TERMINATOR de James Cameron (1984)

TERMINATOR

Titre original : The Terminator
1984 – Etats Unis
Genre : Science Fiction
Réalisation : James Cameron
Musique : Brad Fiedel
Scénario : James Cameron et Gale Anne Hurd

Avec Arnold Schwarzenegger, Michael Biehn, Linda Hamilton, Paul Winfield, Lance Henriksen, Earl Boen, Bess Motta et Dick Miller

Synopsis : En 2029, une guerre oppose ce qui reste de l’humanité — décimée par un holocauste nucléaire — aux machines dirigées par Skynet, un système informatique doté d’intelligence artificielle qui a pour objectif la suprématie des Machines sur les hommes. La résistance humaine, menée par John Connor, étant sur le point de triompher en 2029, Skynet envoie dans le passé, en 1984, un Terminator, un assassin cybernétique à l’apparence humaine, afin de tuer la mère de John, Sarah Connor, et, ainsi, empêcher la naissance de John, « effaçant » de manière rétroactive son existence et ses actes futurs. En réaction, John envoie à la même époque Kyle Reese, un résistant humain, afin de protéger sa mère.
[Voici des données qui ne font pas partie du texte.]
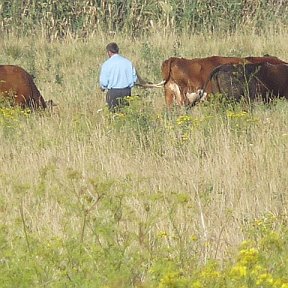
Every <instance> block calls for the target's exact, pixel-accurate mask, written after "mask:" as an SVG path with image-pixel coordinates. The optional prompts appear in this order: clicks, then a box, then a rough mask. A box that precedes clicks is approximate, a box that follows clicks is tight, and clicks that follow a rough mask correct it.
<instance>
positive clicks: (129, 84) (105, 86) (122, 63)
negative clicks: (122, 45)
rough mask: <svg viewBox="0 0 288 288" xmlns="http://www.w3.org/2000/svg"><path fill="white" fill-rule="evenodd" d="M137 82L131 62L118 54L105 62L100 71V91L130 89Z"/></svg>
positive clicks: (116, 54)
mask: <svg viewBox="0 0 288 288" xmlns="http://www.w3.org/2000/svg"><path fill="white" fill-rule="evenodd" d="M136 81H137V74H136V70H135V67H134V66H133V64H132V62H131V61H130V60H128V59H126V58H124V57H123V56H121V55H119V54H114V55H112V56H111V57H110V58H109V59H108V60H106V61H105V62H104V63H103V65H102V67H101V71H100V86H101V88H102V89H113V88H127V87H130V88H132V87H133V86H134V84H135V82H136Z"/></svg>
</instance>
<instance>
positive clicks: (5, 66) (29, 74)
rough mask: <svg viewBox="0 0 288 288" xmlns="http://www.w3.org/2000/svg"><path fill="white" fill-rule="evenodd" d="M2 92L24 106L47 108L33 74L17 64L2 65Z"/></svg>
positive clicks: (13, 101)
mask: <svg viewBox="0 0 288 288" xmlns="http://www.w3.org/2000/svg"><path fill="white" fill-rule="evenodd" d="M0 94H1V95H3V96H4V97H10V98H12V99H13V103H15V104H16V105H19V106H21V107H22V108H25V107H29V108H30V109H33V110H34V109H37V108H43V109H45V108H47V103H48V104H51V105H53V104H52V103H53V101H52V100H49V101H47V102H46V101H45V100H44V98H43V97H42V95H41V93H40V92H39V90H38V88H37V87H36V85H35V83H34V81H33V78H32V76H31V75H30V74H29V73H28V72H27V71H25V70H24V69H23V68H21V67H19V66H15V65H0Z"/></svg>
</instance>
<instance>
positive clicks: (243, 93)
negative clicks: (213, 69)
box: [204, 62, 288, 102]
mask: <svg viewBox="0 0 288 288" xmlns="http://www.w3.org/2000/svg"><path fill="white" fill-rule="evenodd" d="M208 81H209V82H210V85H211V87H212V91H211V92H212V94H216V93H220V94H222V95H224V96H225V97H227V98H230V99H233V100H236V101H239V100H240V99H244V100H248V101H249V102H250V101H251V100H255V99H260V100H262V101H264V102H269V101H270V100H272V99H274V98H278V97H285V98H286V99H288V65H287V64H277V65H273V64H270V63H267V62H265V63H257V64H245V65H243V64H238V65H235V64H234V65H232V64H225V65H220V66H218V67H217V68H215V69H214V70H213V72H212V73H211V75H210V77H209V80H208ZM204 90H205V87H204Z"/></svg>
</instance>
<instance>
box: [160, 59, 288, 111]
mask: <svg viewBox="0 0 288 288" xmlns="http://www.w3.org/2000/svg"><path fill="white" fill-rule="evenodd" d="M262 62H268V63H272V64H283V63H285V62H284V61H282V60H280V59H278V58H277V57H272V56H266V57H246V58H239V57H222V56H211V57H207V58H195V59H185V58H177V57H171V58H169V59H167V60H165V61H164V62H163V64H162V77H163V79H164V93H165V101H166V104H167V106H168V107H171V105H172V104H173V102H174V100H175V101H176V103H177V104H179V105H185V106H188V105H193V103H195V102H196V101H198V100H199V90H201V89H203V87H204V85H205V83H206V82H207V79H208V78H209V75H210V74H211V72H212V71H213V69H215V68H216V67H217V66H219V65H223V64H244V63H262ZM210 92H211V84H210V83H208V84H207V85H206V91H205V93H210Z"/></svg>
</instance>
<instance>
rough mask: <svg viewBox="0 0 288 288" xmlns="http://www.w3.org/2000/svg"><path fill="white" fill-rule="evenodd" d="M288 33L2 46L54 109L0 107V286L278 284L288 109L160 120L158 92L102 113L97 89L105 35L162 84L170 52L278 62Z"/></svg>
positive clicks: (101, 103)
mask: <svg viewBox="0 0 288 288" xmlns="http://www.w3.org/2000/svg"><path fill="white" fill-rule="evenodd" d="M286 39H287V35H286V34H278V33H273V34H262V35H256V34H255V35H253V37H251V35H246V34H240V33H239V34H233V35H230V36H226V37H222V35H214V36H213V35H210V36H209V37H207V35H205V34H203V35H202V34H201V35H195V36H191V37H189V38H188V37H187V36H185V35H178V38H177V41H179V43H180V45H178V46H177V51H176V50H175V47H176V46H175V45H174V43H175V35H172V34H171V35H169V36H165V37H164V36H163V35H161V34H160V33H159V34H157V33H155V35H154V36H151V37H148V38H143V39H140V40H139V41H134V42H133V40H131V39H129V37H123V36H122V35H121V34H119V35H117V34H116V35H115V36H113V37H112V36H109V35H106V34H105V33H103V34H99V35H98V34H97V35H95V36H91V37H88V38H87V39H85V41H84V40H80V39H74V38H66V39H65V40H62V41H52V42H49V41H46V40H45V38H42V37H35V38H34V37H32V36H31V37H27V38H25V37H21V38H16V37H14V36H10V37H7V38H5V39H4V41H3V42H1V43H0V48H1V51H3V53H2V54H1V56H0V57H1V58H0V59H1V63H6V64H16V65H20V66H21V67H23V68H25V69H26V70H28V71H29V72H30V73H33V75H34V76H35V77H36V79H35V81H36V83H37V86H38V88H39V90H40V91H41V92H42V94H43V96H44V97H45V98H46V99H50V98H52V99H53V100H54V101H55V102H56V103H57V104H58V106H57V107H55V110H54V111H53V112H52V113H50V112H39V113H31V114H28V113H26V112H25V111H24V112H22V111H21V110H18V109H11V108H10V109H7V108H5V107H2V108H1V109H0V137H1V147H0V148H1V149H0V158H1V160H2V167H1V172H0V187H1V193H0V216H1V222H0V247H1V256H0V280H1V281H0V283H1V284H0V286H1V287H31V286H35V287H53V288H54V287H103V288H104V287H106V288H107V287H110V288H112V287H123V288H124V287H125V288H126V287H159V288H160V287H161V288H164V287H165V288H166V287H177V288H178V287H185V288H186V287H277V288H278V287H279V288H286V287H287V285H288V284H287V282H288V279H287V267H288V265H287V259H288V257H287V251H288V250H287V240H286V239H287V228H286V227H287V208H286V207H287V192H288V191H287V187H288V180H287V179H288V172H287V171H288V170H287V145H288V131H287V124H288V123H287V121H288V120H287V119H288V117H287V108H288V103H287V102H286V101H280V100H279V101H276V102H275V103H273V104H272V105H270V106H264V105H262V104H261V103H258V104H256V105H255V107H254V109H253V110H252V111H251V112H245V111H246V110H245V111H244V109H243V108H244V107H242V106H241V105H236V106H234V107H231V106H229V105H224V104H223V103H220V102H218V101H217V100H215V101H212V102H211V103H207V104H205V105H201V106H200V105H199V106H197V107H195V108H194V109H193V110H190V111H188V112H186V111H184V110H182V109H175V111H173V112H171V113H167V111H166V108H165V101H164V96H163V91H162V89H155V90H143V89H140V88H135V89H133V95H134V96H135V97H131V98H130V99H129V101H130V103H131V105H130V106H129V107H127V108H125V109H124V110H123V111H122V112H121V113H117V114H114V115H111V114H109V113H108V111H107V110H106V108H105V94H103V93H102V92H100V89H99V86H98V77H99V69H100V65H101V63H102V62H103V61H104V60H105V59H106V53H105V49H104V48H105V46H106V44H107V43H108V42H110V41H112V40H113V41H116V42H118V43H119V46H120V50H121V53H122V54H123V55H125V56H127V57H128V58H130V59H131V60H132V61H133V62H134V63H135V65H136V66H137V68H138V69H139V70H140V72H141V75H142V77H143V78H146V79H147V80H150V81H154V82H159V81H160V80H161V74H160V65H161V63H162V61H163V60H165V59H166V58H168V57H170V56H172V55H175V54H177V55H179V56H183V57H188V58H194V57H205V56H210V55H238V56H248V55H263V54H265V53H269V54H271V55H275V56H278V57H280V58H281V59H284V60H287V59H288V51H287V49H285V47H286V46H285V45H286V42H285V41H286ZM196 43H197V45H196ZM136 95H139V96H140V97H136ZM101 108H104V109H103V110H102V111H100V112H97V110H98V109H101ZM243 241H244V242H243Z"/></svg>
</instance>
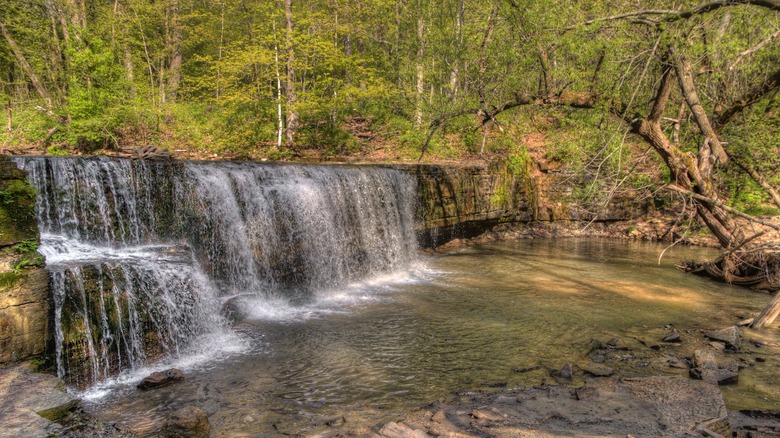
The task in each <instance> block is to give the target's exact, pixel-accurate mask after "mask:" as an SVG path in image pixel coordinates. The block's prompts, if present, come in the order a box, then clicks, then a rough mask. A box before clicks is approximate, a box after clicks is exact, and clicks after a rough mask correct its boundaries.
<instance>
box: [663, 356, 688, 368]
mask: <svg viewBox="0 0 780 438" xmlns="http://www.w3.org/2000/svg"><path fill="white" fill-rule="evenodd" d="M664 358H665V359H666V361H667V363H668V364H669V367H670V368H677V369H682V370H687V369H688V368H689V366H690V364H689V363H688V361H687V360H685V359H682V358H679V357H674V356H664Z"/></svg>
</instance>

Il faut toujours remettre les choses dans leur contexte, et en 1984, James Cameron n’était pas le roi du monde, loin de là. Ayant bossé à divers postes dans des productions Roger Corman, notamment La Galaxie de la Terreur ou Android, ou sur les effets spéciaux de New York 1997 pour John Carpenter, il n’a à son actif qu’un seul long métrage comme réalisateur, et encore, ça ne s’est pas bien passé, mais genre, pas bien du tout. Ce film, c’était Piranha 2. Et on n’en parlera pas plus, car je ne l’ai pas vu. Pourtant, la chance est avec lui, et en 1984, on lui donne sa chance, celle de réaliser Terminator, qui peut donc être vu comme son tout premier vrai long métrage, mais on lui donne aussi du travail comme scénariste, et ainsi naitra Rambo 2 l’année suivante, d’après un scénario de Cameron et Stallone. Et donc, Terminator. On donne à Cameron un budget de 6,4 millions de dollars pour réaliser un film de science fiction et d’action, avec un robot tueur à apparence humaine, des courses poursuites, des fusillades, un futur post apocalyptique et j’en passe. Une somme dérisoire. Qui sera bien vite rentabilisée, puisque Terminator rapportera environ 78 millions au box office mondial. Mais voilà, son bas budget explique sans aucun doute son aspect plus marqué de série B d’action du début des années 80. Et de ce fait, Terminator premier du nom est sans doute le seul opus de la saga qui doit être, dans un sens, jugé différemment, puisque dés le second opus, la saga empruntera la voie du blockbuster, avec des budgets colossaux, et plus ou moins de réussite. Surtout moins d’ailleurs. Terminator ne peut pas être comparé avec les suites. Si on le compare, objectivement, évidemment que Terminator 2 est meilleur. Plus d’ampleur, plus de budget, plus d’acteurs, plus d’action, plus d’effets spéciaux, univers plus large. Car pourtant, et ce sans doute car j’ai découvert Terminator jeune, et surtout, que j’ai découvert la saga dans l’ordre, ce premier opus a une place importante pour moi, plus que sa suite, et je lui préfère finalement son côté série B faite en se débrouillant comme on peut, et surtout, de série B sombre qui s’assume. Il suffit pour cela de voir la différence de ton et surtout dans le final entre le premier film et le second.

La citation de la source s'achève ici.